Die Anfänge des Weltbundes für Freundschaftsarbeit der Kirchen
Am 1. August 1914 wurde in Deutschland die Mobilmachung ausgerufen: Alle Züge waren für den Transport von Truppen und Kriegsgerät beschlagnahmt worden. Endlich begann das lange vorbereitete,⁵ von vielen freudig ersehnte Kriegsgeschehen und – was nur wenige geahnt haben – die sogenannte „Urkatastrophe des 20. Jahrhunderts"! (Eine gemachte Katastrophe.) Mitten im Chaos dieses Tages reisten dennoch Teilnehmer einer Konferenz ins Inselhotel in Konstanz. 153 aus dreizehn Ländern hatten sich angemeldet, darunter 22 aus Deutschland.⁶ Nur 93 von ihnen erreichten die Tagung⁷, darunter drei aus Deutschland: der evangelische Pfarrer Friedrich Siegmund-Schultze⁸ als Organisator und Schriftführer, Pfarrer Ernst Böhme aus Kunitz bei Jena⁹ und der Konstanzer Stadtpfarrer Zandt. Friedrich Siegmund-Schultze hatte viele Einladungsschreiben an Einzelpersonen verschickt und vor allem von kirchenleitenden Amtsträgern entschiedene Absagen bekommen.¹⁰ Das Thema derTagung sowie die Tagesordnung fanden sich auf der großformatigen Einladung:
„Die Kirchen und Freundschaftliche Beziehungen zwischen den Nationen" – Konferenz in Konstanz vom 3. bis 4. August 1914. Das Ziel der Konferenz: ‚Durch Freundschaft der Kirchen müssen Gefühle von Misstrauen und Hass sowie Antipathie zwischen Völkern und Nationen überwunden werden‘."¹¹
Die Tagung hatte eine lange Vorgeschichte, die 1907 mit der 2. Haager Friedenskonferenz begonnen hatte: Ein „Aufruf der Kirchen für den Frieden, verbunden mit der Einrichtung eines „Kirchlichen Komitees zur Pflege freundschaftlicher Beziehungen zwischen Großbritannien und Deutschland
führte in den Jahren danach zu „Friedensreisen" von Geistlichen nach Deutschland und England. Bereits damals hatte Friedrich Siegmund-Schultze die federführenden Aufgaben übernommen. Die Freundschaftsarbeit wuchs in beiden Ländern. Sie wurde begleitet von den beiden Zeitschriften „The Peacemaker" und „Die Eiche".

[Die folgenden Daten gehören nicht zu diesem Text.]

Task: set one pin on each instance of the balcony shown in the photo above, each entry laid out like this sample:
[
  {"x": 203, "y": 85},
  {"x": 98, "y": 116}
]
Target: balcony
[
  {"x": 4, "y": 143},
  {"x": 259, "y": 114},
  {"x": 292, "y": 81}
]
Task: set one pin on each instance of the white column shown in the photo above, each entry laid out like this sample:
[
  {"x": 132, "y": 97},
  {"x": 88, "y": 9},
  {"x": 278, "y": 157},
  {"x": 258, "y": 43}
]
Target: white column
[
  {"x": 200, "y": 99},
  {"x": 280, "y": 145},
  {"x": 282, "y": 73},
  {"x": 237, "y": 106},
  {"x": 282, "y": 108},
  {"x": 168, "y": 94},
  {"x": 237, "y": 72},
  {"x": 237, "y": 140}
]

Die Zeitschrift „Die Eiche" gehört zu den Zeitschriften, die mich wirklich ins Staunen versetzt haben. Als Vierteljahresschrift 1913 begründet, knüpft ihr Name an die deutschen und englischen Traditionen an und verbindet nationales Selbstbewusstsein („Wir pflanzen einen deutschen Baum in deutscher Erde. „…auch in England ist die Eiche der Nationalbaum!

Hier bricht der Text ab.